Heart attack

Tuesday, July 27, 2021

Another Day Older

 Saturday. 6.30 p.m. There's really not much to report at the moment, so expect very little on here.

I have taken Alfie out for his second outing mid-morning and it was attempting to rain. You might say, how can be an attempt to rain? What I mean was that it was more like a thing rainfall. It was definitely undecided and it didn't seem to me to risk a sudden downpour when we were on the opposite side of Oldbrook Green, so we almost immediately went home. Alfie is getting really somewhat lazy and he was the one who decided it was time to go home. I just have to say to him 'home' and he takes me home!

Sunday. 6.35 a.m. It's misty and damp this morning as I took Alfie out.

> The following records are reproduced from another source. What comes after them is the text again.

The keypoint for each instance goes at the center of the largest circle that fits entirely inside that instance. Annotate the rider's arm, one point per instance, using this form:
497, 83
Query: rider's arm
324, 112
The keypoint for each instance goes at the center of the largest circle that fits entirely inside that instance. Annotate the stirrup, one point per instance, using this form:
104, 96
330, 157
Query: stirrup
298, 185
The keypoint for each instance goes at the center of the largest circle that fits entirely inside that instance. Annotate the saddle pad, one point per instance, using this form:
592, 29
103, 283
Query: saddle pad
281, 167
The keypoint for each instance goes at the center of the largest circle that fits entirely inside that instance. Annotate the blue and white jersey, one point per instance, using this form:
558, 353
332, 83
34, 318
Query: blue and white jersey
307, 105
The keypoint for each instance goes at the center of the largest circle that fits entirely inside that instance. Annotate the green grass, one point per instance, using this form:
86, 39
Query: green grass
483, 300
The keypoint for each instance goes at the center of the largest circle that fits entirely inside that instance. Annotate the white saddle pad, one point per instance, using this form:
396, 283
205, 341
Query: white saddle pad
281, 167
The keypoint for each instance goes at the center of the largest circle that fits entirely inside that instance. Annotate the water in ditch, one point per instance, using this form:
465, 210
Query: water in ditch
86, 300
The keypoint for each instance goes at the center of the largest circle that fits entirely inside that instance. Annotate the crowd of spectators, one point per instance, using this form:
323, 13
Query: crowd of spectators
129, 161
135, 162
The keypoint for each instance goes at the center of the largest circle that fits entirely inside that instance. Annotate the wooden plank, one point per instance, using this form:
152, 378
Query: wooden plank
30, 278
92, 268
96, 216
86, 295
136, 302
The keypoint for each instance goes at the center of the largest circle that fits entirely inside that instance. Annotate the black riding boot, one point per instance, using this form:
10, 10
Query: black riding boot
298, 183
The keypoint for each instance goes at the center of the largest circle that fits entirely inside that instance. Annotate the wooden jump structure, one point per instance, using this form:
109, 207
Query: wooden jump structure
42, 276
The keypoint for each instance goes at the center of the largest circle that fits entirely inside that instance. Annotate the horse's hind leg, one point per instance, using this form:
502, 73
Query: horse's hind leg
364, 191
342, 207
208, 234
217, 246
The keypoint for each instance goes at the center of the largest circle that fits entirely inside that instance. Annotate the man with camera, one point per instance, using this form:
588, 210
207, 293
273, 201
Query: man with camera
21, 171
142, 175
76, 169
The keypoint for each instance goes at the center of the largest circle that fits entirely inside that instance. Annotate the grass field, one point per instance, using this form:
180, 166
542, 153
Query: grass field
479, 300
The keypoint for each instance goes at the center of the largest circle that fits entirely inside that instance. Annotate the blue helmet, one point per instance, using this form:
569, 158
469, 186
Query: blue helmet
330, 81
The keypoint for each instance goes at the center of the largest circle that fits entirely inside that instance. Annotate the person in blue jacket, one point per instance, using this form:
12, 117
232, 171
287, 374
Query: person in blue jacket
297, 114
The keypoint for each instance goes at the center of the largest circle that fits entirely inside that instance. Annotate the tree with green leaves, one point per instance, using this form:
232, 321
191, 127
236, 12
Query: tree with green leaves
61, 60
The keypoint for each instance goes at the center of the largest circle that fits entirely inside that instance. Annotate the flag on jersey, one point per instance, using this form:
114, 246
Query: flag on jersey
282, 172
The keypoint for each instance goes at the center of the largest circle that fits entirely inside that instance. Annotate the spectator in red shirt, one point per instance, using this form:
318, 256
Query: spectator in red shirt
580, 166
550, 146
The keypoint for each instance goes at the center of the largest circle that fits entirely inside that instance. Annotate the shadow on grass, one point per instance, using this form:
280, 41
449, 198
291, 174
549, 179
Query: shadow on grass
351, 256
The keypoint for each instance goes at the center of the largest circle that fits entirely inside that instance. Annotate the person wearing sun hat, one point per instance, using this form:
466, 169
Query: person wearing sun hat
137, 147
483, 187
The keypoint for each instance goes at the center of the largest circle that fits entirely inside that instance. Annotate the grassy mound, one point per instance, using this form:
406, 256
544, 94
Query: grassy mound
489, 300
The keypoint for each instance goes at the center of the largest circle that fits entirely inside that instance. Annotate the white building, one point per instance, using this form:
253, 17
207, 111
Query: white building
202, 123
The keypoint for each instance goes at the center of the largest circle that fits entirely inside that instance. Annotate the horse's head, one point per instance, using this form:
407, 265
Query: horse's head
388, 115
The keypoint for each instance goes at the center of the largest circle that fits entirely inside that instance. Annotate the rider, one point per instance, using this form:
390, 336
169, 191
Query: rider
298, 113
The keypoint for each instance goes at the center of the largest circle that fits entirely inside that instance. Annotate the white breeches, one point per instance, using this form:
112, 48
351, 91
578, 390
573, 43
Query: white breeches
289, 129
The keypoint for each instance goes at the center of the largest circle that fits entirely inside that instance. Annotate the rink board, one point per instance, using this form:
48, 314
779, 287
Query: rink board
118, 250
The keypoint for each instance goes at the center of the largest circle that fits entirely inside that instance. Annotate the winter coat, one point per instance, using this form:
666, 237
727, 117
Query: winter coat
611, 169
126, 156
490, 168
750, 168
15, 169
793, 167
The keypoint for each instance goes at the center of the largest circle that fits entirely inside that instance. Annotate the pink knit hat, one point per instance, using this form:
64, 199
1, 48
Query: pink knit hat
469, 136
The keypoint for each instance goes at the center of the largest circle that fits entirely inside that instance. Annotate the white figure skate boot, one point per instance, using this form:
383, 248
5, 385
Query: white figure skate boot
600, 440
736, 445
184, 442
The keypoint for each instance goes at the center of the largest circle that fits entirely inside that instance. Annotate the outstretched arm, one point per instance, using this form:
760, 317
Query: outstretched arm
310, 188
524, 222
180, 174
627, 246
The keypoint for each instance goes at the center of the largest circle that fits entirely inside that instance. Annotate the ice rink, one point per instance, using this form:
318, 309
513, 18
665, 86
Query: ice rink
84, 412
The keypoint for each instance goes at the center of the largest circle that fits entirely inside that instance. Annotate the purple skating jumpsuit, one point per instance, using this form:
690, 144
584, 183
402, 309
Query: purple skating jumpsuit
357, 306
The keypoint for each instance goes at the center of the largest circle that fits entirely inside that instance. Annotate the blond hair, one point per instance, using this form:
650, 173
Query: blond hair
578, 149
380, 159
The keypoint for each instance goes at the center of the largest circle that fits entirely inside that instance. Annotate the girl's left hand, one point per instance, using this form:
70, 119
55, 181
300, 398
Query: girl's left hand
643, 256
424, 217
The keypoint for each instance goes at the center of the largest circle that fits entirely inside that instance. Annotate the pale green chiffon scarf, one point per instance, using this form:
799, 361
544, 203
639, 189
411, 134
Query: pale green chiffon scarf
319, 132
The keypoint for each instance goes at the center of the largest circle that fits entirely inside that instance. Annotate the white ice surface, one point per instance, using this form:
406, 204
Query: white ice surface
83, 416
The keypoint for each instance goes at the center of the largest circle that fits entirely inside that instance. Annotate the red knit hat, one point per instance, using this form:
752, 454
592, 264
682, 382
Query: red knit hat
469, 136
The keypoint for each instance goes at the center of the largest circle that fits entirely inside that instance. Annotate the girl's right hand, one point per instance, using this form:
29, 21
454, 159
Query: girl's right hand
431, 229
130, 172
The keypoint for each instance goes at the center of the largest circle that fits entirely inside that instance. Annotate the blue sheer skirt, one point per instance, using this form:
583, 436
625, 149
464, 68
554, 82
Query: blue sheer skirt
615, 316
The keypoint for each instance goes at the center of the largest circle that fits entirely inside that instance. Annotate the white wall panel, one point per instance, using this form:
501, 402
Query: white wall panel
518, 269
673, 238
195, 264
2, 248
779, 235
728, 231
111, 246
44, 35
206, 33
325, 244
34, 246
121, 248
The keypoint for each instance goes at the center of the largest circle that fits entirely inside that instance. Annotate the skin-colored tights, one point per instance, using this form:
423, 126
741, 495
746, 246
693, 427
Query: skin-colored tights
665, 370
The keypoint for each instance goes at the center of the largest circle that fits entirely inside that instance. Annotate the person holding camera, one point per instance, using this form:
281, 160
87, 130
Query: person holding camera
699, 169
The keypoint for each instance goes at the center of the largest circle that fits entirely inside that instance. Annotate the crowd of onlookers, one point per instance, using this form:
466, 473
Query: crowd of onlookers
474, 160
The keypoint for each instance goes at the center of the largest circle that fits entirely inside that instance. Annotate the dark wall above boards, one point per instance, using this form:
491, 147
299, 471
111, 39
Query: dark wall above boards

The milk was off AGAIN! This is beginning to become somewhat annoying. The 'best before' or 'use before date is the 28th of July, so it shouldn't have gone off so quickly. I begin to question whether this milk is dated correctly. Perhaps it's older than it should be, hence it going off quicker. It is kept in my fridge, so what is the problem? It means I will have to go out to Tesco and buy more so I can at least have my mug of tea as normal at this time of the day. Not impressed.

Monday. 6.25 a.m. Poor Alfie has had the runs for the past couple of days. We went out as normal yesterday, but last night, around 1.30 a.m., he came into me in bed and wouldn't lay down and go back to sleep. He, unfortunately, made a rather runny mess and it was this that prompted me to take him out. I had to get hurriedly dressed, with Alfie barking noisily, and I had to take the small torch with me as there was very little likelihood of being able to see what we were doing on the grass outside Dexter House alongside Strudwick Drive. 

Last evening I watched a production of the Oscar Wilde Play 'A Woman Of No Importance' on Broadway HD. It's not a play I know, so it was quite revealing and some of the material seemed very relevant to today, particularly the treatment of women. It starred Anne Reid, Eleanor Bron, and Eve Best. I know the more famous 'The Importance of Being Ernest,' and can quote great chunks of it. It's very clever and witty and is full of famous Wildean epigrams. This earlier play doesn't have the same sort of 'zing' and seems a bit forced and contrived (I suppose all his plays are contrived to some extent.) and seems like a dry-run for the later play, having some lines hinting at the famous epigrams in 'Ernest.' But in this production, why is it so dark? The first scene is supposed to be in the open air but is lit so that it might as well be nighttime. Just gloomy. Is that a modern trend in theatre lighting? The same in the next scene, set in a drawing-room. And what was the musical interlude about, during the drop for what was obviously a scene change? Was that the director's idea? Was it in Wilde's original script? I'm not sure it worked.